Abbott′s FreeStyle Libre system changes how people with diabetes measure their glucose levels and ultimately achieves better health and wellbeing. Since April 2018, the Freestyle Libre is available to children and young people aged 4-21years, based on clinical need. The unfortunate upper age limit means that many adults, who might benefit from the system, cannot get access to it despite their diabetes team believing it would support tightening control and prevent future diabetes complications.
Dr Ronan Canavan has made many applications over the last year with very limited success. Earlier this year he made an application for 22 year old William D’Arcy which was refused and then again refused on appeal. Dr. Canavan stated, “We have this young person who based on my clinical judgement needs a Freestyle Libre as his current level of control is very worrying. He has a strong real fear of having low glucose levels that inhibit his ability to manage his diabetes. I recommend that he test his blood glucose level at least 10 times a day but he cannot commit due to the finger pricking required. The Freestyle Libre would relieve him of that”.
Dr. Anna Clarke of Diabetes Ireland states “There are many cases like this one – the diabetes team believe the Freestyle Libre would benefit a person’s diabetes management but the age barrier means they can’t get it”. She also continued “the HSE state they are committed to reviewing who can access this technology but in April 2018, they stated a year and here we are 15 months later with no review”.
William D’Arcy, the young person with Type 1 diabetes states “if I was a year younger, I could get the system but because I am over 21 years, my application is denied. I can’t believe we are the only country who has an age barrier. I want to work with Dr Canavan’s team to protect my health and manage my diabetes better but I can’t commit to pricking my finger 10 times every day. I believe the Freestyle Libre would give me better quality of life immediately and help me protect my health and wellbeing going forward”.
Diabetes control is measured by a HbA1c blood test which reflects average blood glucose over the preceding 3 months and should be in the 50’s for best health outcomes in the long term. A raised HbA1c level reflects poor or bad diabetes control and increases the risk of health problems such as heart attack, stroke, blindness or amputation. Dr Canavan is concerned for Williams’s future health and states “this young man’s continued current HbA1c levels means he is more likely to progress to advanced complications with 5 years which will prove much more costly to the State”.

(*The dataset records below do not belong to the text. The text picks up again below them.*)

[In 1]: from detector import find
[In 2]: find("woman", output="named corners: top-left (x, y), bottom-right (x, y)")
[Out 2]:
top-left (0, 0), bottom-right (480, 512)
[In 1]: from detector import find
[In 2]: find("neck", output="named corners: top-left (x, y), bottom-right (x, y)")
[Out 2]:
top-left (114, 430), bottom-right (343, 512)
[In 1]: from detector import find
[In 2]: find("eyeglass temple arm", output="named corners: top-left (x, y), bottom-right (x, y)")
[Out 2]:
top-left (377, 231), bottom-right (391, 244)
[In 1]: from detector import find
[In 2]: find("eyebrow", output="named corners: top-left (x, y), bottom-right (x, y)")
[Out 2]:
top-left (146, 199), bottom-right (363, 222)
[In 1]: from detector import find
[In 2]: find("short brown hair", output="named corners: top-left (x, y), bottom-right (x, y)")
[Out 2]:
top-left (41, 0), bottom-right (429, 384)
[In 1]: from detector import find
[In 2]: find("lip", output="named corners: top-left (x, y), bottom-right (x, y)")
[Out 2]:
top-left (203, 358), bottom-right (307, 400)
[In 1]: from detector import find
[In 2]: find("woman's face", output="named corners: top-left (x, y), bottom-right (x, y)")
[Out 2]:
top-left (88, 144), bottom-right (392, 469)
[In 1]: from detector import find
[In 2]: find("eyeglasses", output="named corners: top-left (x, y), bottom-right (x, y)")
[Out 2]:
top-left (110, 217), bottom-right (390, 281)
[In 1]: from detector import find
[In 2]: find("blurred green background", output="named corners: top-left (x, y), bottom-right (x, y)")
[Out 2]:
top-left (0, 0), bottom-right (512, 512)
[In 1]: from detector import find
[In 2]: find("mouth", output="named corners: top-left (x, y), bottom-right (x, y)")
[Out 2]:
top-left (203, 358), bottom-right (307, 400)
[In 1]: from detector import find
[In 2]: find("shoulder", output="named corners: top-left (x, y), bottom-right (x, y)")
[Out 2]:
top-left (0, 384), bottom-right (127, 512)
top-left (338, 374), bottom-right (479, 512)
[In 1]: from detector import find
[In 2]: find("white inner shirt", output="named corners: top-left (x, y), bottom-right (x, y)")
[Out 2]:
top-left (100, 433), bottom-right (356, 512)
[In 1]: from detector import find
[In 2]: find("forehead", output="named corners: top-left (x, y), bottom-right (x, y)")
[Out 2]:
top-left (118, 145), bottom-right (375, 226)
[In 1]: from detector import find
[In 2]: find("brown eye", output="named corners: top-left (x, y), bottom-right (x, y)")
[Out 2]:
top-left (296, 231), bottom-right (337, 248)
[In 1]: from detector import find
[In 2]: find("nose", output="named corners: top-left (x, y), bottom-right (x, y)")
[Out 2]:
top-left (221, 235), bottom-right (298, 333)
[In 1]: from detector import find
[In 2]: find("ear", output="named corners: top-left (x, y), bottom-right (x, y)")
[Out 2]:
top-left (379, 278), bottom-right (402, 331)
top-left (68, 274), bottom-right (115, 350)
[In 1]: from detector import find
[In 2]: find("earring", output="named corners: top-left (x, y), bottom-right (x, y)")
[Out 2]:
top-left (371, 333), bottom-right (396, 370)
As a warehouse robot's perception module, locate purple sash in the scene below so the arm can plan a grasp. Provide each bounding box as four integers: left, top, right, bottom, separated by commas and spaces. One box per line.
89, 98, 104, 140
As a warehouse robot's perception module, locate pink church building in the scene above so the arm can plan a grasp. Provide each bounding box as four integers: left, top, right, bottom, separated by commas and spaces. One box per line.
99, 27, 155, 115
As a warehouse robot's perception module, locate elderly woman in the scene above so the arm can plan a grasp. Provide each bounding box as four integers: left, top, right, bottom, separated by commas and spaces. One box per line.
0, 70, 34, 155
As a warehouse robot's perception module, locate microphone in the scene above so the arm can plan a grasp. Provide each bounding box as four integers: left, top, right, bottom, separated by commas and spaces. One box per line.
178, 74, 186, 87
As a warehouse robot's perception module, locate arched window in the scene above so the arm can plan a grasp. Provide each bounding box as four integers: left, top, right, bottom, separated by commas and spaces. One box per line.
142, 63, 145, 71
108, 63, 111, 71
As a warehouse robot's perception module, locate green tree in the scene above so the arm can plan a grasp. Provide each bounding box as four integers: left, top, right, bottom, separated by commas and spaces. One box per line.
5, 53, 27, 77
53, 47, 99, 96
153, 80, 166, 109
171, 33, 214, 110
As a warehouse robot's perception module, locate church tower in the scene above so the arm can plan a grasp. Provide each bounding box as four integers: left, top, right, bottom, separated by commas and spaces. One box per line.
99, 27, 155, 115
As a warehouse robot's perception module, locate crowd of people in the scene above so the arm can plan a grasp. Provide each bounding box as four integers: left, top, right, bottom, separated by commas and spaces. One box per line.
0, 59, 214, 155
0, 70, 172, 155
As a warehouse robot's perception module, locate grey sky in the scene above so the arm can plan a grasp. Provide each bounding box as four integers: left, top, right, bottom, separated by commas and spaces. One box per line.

Diabetes Ireland is seeking the HSE Health Technology Review of the Libre Freestyle system that was promised for April 2019 to be undertaken promptly with due recognition on quality of life improvement for the individual, improved health outcomes and not just based it on cost savings resulting from the reduction in blood glucose strip usage. The future health of our people with Type 1 diabetes must be the priority as this will improve their quality of life and limit future health expenditure.